The good news is we agree by the time we get to the bottom... ;-)

> I'm more interested in your assertion that there's a lot in the
> replication stream which doesn't take a lock; if that's the case, then
> implementing any part of Tom's proposal is hopeless.

(No, still valid, the idea is generic)

> > * standby query delay - defined as the time that recovery will wait for
> > a query to complete before a cancellation takes place. (We could
> > complicate this by asking what happens when recovery is blocked twice by
> > the same query? Would it wait twice, or does it have to track how much
> > it has waited for each query in total so far?)
>
> Aha! Now I see the confusion.

BTW, Tom's proposal was approx half a sentence long so that is the
source of any confusion.

> AFAIK, Tom was proposing that the
> pending recovery data would wait for max_standby_delay, total, then
> cancel *all* queries which conflicted with it. Now that we've talked
> this out, though, I can see that this can still result in "mass cancel"
> issues, just like the current max_standby_delay.

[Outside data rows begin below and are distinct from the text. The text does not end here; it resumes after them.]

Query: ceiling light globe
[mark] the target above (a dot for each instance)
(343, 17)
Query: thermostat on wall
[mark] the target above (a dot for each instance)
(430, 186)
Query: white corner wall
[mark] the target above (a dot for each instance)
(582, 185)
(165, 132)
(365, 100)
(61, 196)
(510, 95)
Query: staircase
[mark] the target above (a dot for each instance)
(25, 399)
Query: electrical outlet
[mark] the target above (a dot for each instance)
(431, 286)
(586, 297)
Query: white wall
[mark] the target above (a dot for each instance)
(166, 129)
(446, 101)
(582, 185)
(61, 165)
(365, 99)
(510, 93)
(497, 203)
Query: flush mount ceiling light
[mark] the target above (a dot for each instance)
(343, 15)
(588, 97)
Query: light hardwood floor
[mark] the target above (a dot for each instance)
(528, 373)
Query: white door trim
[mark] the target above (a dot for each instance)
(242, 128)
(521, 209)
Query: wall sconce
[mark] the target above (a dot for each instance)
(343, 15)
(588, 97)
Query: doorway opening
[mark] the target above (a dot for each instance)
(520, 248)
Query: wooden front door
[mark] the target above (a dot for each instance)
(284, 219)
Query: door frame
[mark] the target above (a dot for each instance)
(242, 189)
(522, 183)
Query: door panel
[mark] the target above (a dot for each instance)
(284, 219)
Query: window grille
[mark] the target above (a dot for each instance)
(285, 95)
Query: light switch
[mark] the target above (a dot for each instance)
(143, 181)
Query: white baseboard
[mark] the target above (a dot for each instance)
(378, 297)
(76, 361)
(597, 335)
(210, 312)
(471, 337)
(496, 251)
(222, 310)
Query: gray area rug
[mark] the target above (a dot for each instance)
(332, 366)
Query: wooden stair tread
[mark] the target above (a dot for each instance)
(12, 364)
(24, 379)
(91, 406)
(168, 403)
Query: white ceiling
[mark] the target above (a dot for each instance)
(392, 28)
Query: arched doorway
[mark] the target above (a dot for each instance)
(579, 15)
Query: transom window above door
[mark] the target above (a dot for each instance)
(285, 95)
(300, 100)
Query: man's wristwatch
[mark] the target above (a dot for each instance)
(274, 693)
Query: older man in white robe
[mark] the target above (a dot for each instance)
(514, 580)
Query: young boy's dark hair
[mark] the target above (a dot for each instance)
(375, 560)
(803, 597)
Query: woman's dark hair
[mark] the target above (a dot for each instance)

The main advantage I
> can see to Tom's idea is that (presumably) it can be more discriminating
> about which queries it cancels.

As I said to Stephen, this is exactly how it works already and wasn't
what was proposed.

> I agree that waiting on *each* query for "up to # time" would be a
> completely different behavior, and as such, should be a option for DBAs.
> We might make it the default option, but we wouldn't make it the only
> option.

Glad to hear you say that.

> Speaking of which, was *your* more discriminating query cancel ever applied?
>
> > Currently max_standby_delay seeks to constrain the standby lag to a
> > particular value, as a way of providing a bounded time for failover, and
> > also to constrain the amount of WAL that needs to be stored as the lag
> > increases. Currently, there is no guaranteed minimum query delay given
> > to each query.
>
> Yeah, I can just see a lot of combinational issues with this. For
> example, what if the user's network changes in some way to retard
> delivery of log segments to the point where the delivery time is longer
> than max_standby_delay? To say nothing about system clock synch, which
> isn't perfect even if you have it set up.
>
> I can see DBAs who are very focussed on HA wanting a standby-lag based
> control anyway, when HA is far more important than the ability to run
> queries on the slave. But I don't that that is the largest group; I
> think that far more people will want to balance the two considerations.
>
> Ultimately, as you say, we would like to have all three knobs:
>
> standby lag: max time measured from master timestamp to slave timestamp
>
> application lag: max time measured from local receipt of WAL records
> (via log copy or recovery connection) to their application

> query lag: max time any query which is blocking a recovery operation can run
>
> These three, in combination, would let us cover most potential use
> cases. So I think you've assessed that's where we're going in the
> 9.1-9.2 timeframe.
>
> However, I'd say for 9.0 that "application lag" is the least confusing
> option and the least dependant on the DBA's server room setup. So if we
> can only have one of these for 9.0 (and I think going out with more than
> one might be too complex, especially at this late date) I think that's
> the way to go.

Before you posted, I submitted a patch on this thread to redefine
max_standby_delay to depend upon the "application lag", as you've newly
defined it here - though obviously I didn't call it that. That solves
Tom's 3 issues. max_apply_delay might be technically more accurate term,
though isn't sufficiently better parameter name as to be worth the
change.

That patch doesn't implement his proposal, but that can be done as well
as (though IMHO not instead of). Given that two people have already
misunderstood what Tom proposed, and various people are saying we need
only one, I'm getting less inclined to have that at all.